After figuring the Resinous Asphaltum, I conceive it very proper to show the nature of the Wood, from the same spot, in its passage to what the people of the neighbourhood call Plank, and Bovey Coah Thus we have, by the favour of a good friend to science, obtained the Wood that may have assisted in affording this Resinous Asphaltum by a regular and gradual mineral change, depending upon the situation, depth, &c.
The upper specimen is nearly in the state in which we find very rotten wood sometimes above ground, and even in parts of living trees, with an earthy, fossil-like appearance. The grain and fracture of the wood still remain, with the fragments so sharp, that were it not for the colour and dull earthy appearance, it would seem but little altered: it is, however, so soft as to rub away under the ringer like Roman Ochre, or the brown inside of the bark of some old firs. It burns at first with a flame, then with much smoke and an odour like the Resinous Bitumen, retaining a spark for some time, almost like Touch wood.

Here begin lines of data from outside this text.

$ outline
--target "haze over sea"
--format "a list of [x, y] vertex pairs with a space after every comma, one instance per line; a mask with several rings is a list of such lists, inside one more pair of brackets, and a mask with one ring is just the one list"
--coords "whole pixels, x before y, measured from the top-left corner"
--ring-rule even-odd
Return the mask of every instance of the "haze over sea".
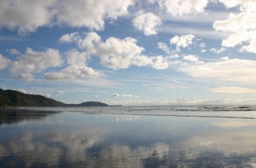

The lower specimen is nearly of the same nature as the above, with a more rotten appearance, and so soft as to have been pierced with roots like an earth; which also sometimes happens to the rotten parts of living trees, and I have seen their ow n branches shoot roots into such decayed parts. But what is very remarkable, the two broad surfaces of this specimen have exactly the appearance of having been burnt, so as to be a perfect charcoal; and neither these fibres nor the inner part seem to have been scorched*. Mr. Hatchett remarks that “the half-charred appearance of Bovey Coal cannot be adduced as any proof that the original vegetable bodies have been exposed to the partial effects of subterraneous fire.” Now at first sight this specimen would seem to some an evidence to the contrary; but Nature coincides greatly with Mr. Hatchett, and in the general acceptation of our idea of water, there is little doubt but it has been, according to its nature, the cause of the effect here produced. We must remember that water is a very active agent, and is never quiet where there is the smallest room for its action; and as soon as the least fermentation is produced, calor or fire is evolved: and as this is continued from time to time, it is capable of producing the greatest effects. Thus the wood is formed into charcoal, slowly or otherwise, but actually by calor or fire, though water seems to be the principal agent. That this is one of Nature’s methods for some of the varieties of combustion that take place will be perhaps more and more apparent, as well as that this agent, in many instances, produces common fire, as in a haystack, &c. yet a haystack may sometimes be in part so scorched and burnt as to be spoiled, without actual or rapid fire manifested by the red heat or flame.
- * Whether either of these specimens contains the alkaline principle or not I do not known. I am happy, however, to find that Mr. Hatchett, in his Analysis of the Iceland Schistus and Bovey Coal, Phil. Trans. for 1804, p. 339, found that the alkaline principle was wanting, as I asserted to be the case in the wood-like part of Newcastle Coal. Brit. Min. tab. 100.